EU-ministers hebben een akkoord bereikt over de uitbreiding van het aantal sectoren dat verplicht is om cyberincidenten te melden. Ook krijgen die sectoren te maken met meer digitale-veiligheidseisen. Het Europees Parlement en de EC moeten NIB2 nog goedkeuren.

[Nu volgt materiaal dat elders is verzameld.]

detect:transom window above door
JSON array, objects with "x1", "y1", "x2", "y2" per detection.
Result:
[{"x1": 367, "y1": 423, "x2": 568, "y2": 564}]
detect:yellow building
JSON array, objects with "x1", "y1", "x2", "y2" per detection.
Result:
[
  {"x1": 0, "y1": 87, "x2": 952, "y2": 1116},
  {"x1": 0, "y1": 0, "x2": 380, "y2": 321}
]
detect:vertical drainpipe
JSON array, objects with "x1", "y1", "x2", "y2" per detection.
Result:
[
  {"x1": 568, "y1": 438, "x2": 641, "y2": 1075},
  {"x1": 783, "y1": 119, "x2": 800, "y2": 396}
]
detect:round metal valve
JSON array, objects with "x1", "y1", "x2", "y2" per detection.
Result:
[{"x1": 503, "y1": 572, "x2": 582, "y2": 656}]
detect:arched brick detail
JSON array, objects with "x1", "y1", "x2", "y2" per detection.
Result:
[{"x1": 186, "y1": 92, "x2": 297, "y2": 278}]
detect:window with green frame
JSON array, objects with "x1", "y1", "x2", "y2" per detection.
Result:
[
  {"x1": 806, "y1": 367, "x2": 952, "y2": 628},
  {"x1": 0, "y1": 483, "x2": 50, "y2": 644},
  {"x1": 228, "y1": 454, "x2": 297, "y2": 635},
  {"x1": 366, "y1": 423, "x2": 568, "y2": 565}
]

Voorbeelden van de nieuwe sectoren zijn voedselproductie en -distributie, de maakindustrie, de post- en koeriersdienst en de productie van medische apparatuur, chemicaliën en geneesmiddelen. Demissionair minister Stef Blok zegt dat het verplichten van het melden van cyberincidenten noodzakelijk is, omdat dergelijke incidenten 'in toenemende mate' gevolgen hebben voor de maatschappij en economie. Daarom kan het regelen van de digitale veiligheid voor deze bedrijven niet langer geschoven worden onder 'eigen verantwoordelijkheid'.
De EC zegt dat het toezicht bij deze nieuwe diensten achteraf plaats gaat vinden, vooral naar aanleiding van een incident. De aanbieders worden verder verplicht aan een aantal veiligheidsmaatregelen te voldoen. Zo moeten ze de beveiliging van de toeleveringsketen en de afhandeling van incidenten op orde hebben.
Momenteel hebben enkel digitale dienstverleners en de zogenaamde essentiële diensten een meldplicht. Onder dat laatste vallen banken en de drinkwater- en energiesector. Daar komen nu zogenaamde 'belangrijke diensten' bij. Het verschil is dat toezicht bij essentiële diensten proactief is, in plaats van achteraf zoals bij de belangrijke diensten.
Her voorstel om deze zogenoemde Netwerk- en Informatiebeveiligingsrichtlijn, of NIB, te herzien kwam vanuit de Europese Commissie. De verantwoordelijke EU-ministers zijn akkoord gegaan met de genoemde richtlijnaanpassing 'NIB2', maar voordat deze officieel wordt, moeten het Europees Parlement en de Europese Commissie de uitbreiding nog goedkeuren. In 2022 moet het definitieve akkoord beschikbaar zijn.